I tried to take pictures of the signatures on the endpapers, with varying results. Click to embiggen:
I already had the trade edition, but the limited’s binding is quite different from the trade edition, as the picture below illustrates:
(Ignore the grid lines, which are a scanner artifact.)
Take a moment to pity the people who ran Hill House Publishers, as they had more good taste than business sense. They were publishing the right authors (they did several Gaiman limiteds), but usually at the wrong print runs and price points to make it a reliably profitable enterprise.
Take this nifty Ray Brabdury production, for instance:
Bradbury, Ray. The Cat’s Pajamas: Stories +5. Hill House Publishers, 2004. First limited edition and first edition thus (containing five stories not in the trade edition), #352 of 1,000 signed, numbered copies, a Fine copy in a Fine die-cut cloth slipcase with an extraction ribbon to pull out the book. Contains 5 stories not found in the William Morrow trade edition. Bought for $35 off eBay.
Given that it’s an attractive production by a legendary author, what’s the problem? Well, namely the fact that they did 1,000 copies at $150 a copy. The price point was simply too high for a limitation run that large. Also, the book wasn’t the true first, as the Morrow trade edition precedes. So no wonder Hill House (which is now out of business) had enough copies left over that someone would buy them at clearance and blow them out cheap on eBay…

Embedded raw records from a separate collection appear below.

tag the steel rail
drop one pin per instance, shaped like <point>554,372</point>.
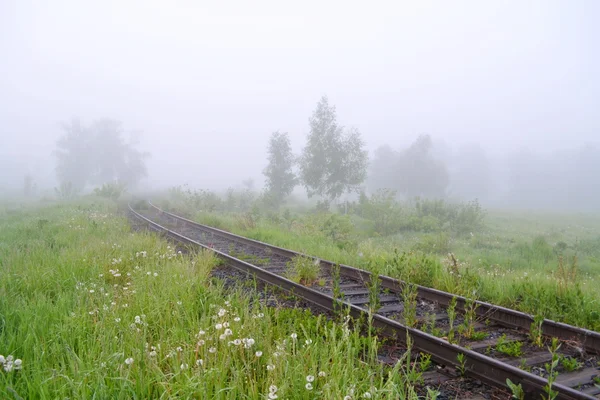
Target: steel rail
<point>587,339</point>
<point>476,365</point>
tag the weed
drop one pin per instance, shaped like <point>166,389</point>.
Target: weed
<point>569,364</point>
<point>551,369</point>
<point>517,390</point>
<point>478,336</point>
<point>535,331</point>
<point>451,311</point>
<point>461,368</point>
<point>512,349</point>
<point>469,317</point>
<point>409,297</point>
<point>303,270</point>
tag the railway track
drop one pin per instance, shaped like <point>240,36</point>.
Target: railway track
<point>490,338</point>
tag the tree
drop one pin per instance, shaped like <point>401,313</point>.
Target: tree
<point>96,155</point>
<point>412,172</point>
<point>333,161</point>
<point>281,179</point>
<point>419,174</point>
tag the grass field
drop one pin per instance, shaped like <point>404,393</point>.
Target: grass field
<point>92,310</point>
<point>541,263</point>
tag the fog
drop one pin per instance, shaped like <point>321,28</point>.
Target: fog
<point>508,91</point>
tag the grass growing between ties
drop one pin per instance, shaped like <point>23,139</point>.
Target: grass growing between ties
<point>93,310</point>
<point>542,264</point>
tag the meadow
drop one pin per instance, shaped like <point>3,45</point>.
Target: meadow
<point>91,309</point>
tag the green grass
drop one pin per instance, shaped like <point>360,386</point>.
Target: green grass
<point>96,311</point>
<point>513,261</point>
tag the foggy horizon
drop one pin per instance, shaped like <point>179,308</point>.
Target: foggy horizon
<point>202,87</point>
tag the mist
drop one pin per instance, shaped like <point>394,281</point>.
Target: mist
<point>508,92</point>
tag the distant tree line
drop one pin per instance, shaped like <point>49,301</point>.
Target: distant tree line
<point>96,155</point>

Here’s a moderately important literary first that also happens to be on the Pringle Modern Fantasy 100 list.
Updike, John. The Witches of Eastwick. Franklin Press, 1984. First edition hardback, a limited edition signed by Updike (which precedes the trade edition), a Fine copy in decorated leather boards, sans dust jacket, as issued. Pringle, Modern Fantasy 100 91. Bought off eBay for $19.99.
The day Updike died, at lunch I spotted the cheapest Fine copy online (which I think was something like $40) and got the dealer to agree to hold it. By the time I got home from work (this being back before I owned an iPhone, and thus no access to my home email), the dealer had already sold it to someone else. So I bided my time until an even cheaper copy presented itself, which it finally did.
I suspect the fact I got this so cheaply is a sign of the general price decline of hypermodern literary firsts in general and Updike in particular. A few months ago, Heritage Auctions sold off someone’s Updike collection, and I don’t think the prices most things went for were particularly high.